Matt’s article argues for an "intelligence explosion": each model builds the next, accelerating toward systems "smarter than almost all humans" by 2026-2027. It's seductive because acceleration is visibly happening.

But technology history teaches caution. Almost all systems follow sigmoid curves. Early growth is slow, then rapid and seemingly exponential, then constraints emerge: data limits, compute ceilings, reliability bottlenecks, regulatory friction, human oversight requirements. The curve flattens. Every field that looked exponential eventually revealed its S-curve. AI might be different. History suggests otherwise.

Consider self-driving cars. The technology nearly existed a decade ago. A Guardian article in 2015 reported predictions that we’d all be permanent backseat drivers by 2020. Today? Some cities have automated taxis, but adoption remains glacial. We are not seeing widespread instant adoption with all taxi drivers, delivery drivers and truckers losing their jobs overnight. Not because the technology doesn't exist, but because trust and adoption require time to build and legislate.

What Actually Matters

Focus on what's here now, not speculative futures. Today's AI capabilities are extremely useful - not magical, not autonomous, not job-destroying in apocalyptic ways, but genuinely valuable as productivity multipliers. AI excels at drafting documents, producing summaries, accelerating research, generating first-pass analysis, writing boilerplate code, refactoring, and transforming raw information into structured formats.

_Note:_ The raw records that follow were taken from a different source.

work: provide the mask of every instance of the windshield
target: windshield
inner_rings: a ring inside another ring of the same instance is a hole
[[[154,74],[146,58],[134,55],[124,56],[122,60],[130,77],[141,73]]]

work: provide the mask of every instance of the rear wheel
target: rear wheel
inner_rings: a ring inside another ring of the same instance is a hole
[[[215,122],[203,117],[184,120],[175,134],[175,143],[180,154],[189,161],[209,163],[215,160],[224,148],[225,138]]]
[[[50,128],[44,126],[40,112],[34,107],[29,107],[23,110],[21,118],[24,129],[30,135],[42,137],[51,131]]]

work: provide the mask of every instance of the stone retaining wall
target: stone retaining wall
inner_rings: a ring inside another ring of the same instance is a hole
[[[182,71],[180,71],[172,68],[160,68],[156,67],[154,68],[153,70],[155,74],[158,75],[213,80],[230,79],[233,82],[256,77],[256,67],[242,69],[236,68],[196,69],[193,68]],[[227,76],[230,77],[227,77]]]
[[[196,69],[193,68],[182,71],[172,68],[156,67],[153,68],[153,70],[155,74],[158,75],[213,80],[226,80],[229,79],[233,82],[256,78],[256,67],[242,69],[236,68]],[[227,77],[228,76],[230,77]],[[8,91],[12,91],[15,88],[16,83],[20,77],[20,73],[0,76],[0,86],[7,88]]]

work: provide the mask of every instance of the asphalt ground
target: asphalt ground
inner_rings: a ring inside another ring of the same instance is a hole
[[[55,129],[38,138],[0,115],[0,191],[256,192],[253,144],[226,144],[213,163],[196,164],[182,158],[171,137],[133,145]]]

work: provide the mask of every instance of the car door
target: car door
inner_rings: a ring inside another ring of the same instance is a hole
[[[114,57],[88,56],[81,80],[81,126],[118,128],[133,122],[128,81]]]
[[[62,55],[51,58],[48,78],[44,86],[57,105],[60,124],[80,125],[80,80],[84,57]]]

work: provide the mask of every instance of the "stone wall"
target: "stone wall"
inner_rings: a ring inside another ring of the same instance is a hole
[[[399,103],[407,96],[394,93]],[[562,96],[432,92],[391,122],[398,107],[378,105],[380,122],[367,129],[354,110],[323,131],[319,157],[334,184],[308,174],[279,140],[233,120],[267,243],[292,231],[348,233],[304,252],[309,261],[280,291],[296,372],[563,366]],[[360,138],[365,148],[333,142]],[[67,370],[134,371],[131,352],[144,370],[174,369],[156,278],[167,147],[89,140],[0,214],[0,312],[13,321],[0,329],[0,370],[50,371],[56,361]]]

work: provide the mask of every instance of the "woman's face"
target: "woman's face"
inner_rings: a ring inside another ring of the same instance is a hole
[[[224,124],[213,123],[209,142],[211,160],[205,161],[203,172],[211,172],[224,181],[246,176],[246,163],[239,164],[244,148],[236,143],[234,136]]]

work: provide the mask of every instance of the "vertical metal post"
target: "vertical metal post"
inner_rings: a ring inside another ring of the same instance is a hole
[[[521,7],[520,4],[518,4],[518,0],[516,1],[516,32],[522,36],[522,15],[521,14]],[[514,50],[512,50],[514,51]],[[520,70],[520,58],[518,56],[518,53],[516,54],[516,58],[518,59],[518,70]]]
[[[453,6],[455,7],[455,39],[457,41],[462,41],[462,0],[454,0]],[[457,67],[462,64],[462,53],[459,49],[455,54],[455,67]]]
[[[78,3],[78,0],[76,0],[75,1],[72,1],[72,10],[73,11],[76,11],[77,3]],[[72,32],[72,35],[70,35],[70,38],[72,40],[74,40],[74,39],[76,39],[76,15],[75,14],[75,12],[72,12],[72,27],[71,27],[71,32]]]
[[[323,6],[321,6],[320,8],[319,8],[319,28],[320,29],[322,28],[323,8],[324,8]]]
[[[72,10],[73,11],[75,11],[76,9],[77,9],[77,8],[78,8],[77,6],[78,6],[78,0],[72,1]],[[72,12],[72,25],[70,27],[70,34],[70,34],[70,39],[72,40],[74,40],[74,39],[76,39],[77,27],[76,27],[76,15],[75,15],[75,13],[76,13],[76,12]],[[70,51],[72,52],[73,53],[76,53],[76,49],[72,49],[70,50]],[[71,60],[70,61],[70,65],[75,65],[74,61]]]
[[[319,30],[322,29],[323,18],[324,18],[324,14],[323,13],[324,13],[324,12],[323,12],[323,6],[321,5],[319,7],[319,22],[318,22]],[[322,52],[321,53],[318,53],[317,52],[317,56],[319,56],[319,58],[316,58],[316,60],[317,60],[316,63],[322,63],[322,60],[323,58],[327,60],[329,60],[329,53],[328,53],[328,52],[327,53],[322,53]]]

But AI works best with humans in the loop. The powerful pattern isn't "AI does your job." It's "You + AI": you direct, review, and decide; AI assists at extraordinary speed. This is where adoption takes off, not replacing roles wholesale, but transforming workflows.

Practical Steps Forward

What should organisations do in the next 12-24 months? Neither panic nor complacency. Structured curiosity.

Start where AI's weaknesses don't create large risk: document drafting, summarisation, boilerplate code, meeting notes, refining presentations. Build human-in-the-loop review checkpoints. Create internal guidelines. Train staff in verifying AI output, not just using it. Shift roles toward judgment-heavy work, away from mechanical drafting. Reward responsible adoption. Remove the stigma from admitting AI assistance.

The winners won't be those automating fastest. They'll understand the difference between capability and reliability, flashy demos and safe workflows, frontier models and auditable processes. They'll amplify human expertise, not replace it prematurely. They'll build trust gradually.

Stay Calm

This technology is transformative, but transformation comes unevenly. Some tasks will vanish, others evolve, many new ones emerge. The future isn't pre-written by model releases. It's shaped by how intelligent people choose to use available tools.

Don't get swept by hype, but don't ignore momentum either. Look beyond sensationalism, recognise limits and strengths, and focus on what you can build, verify, trust, and scale today. Do that, and you won't just navigate coming changes—you'll help shape them.

The sky isn't on fire. But the weather is definitely changing.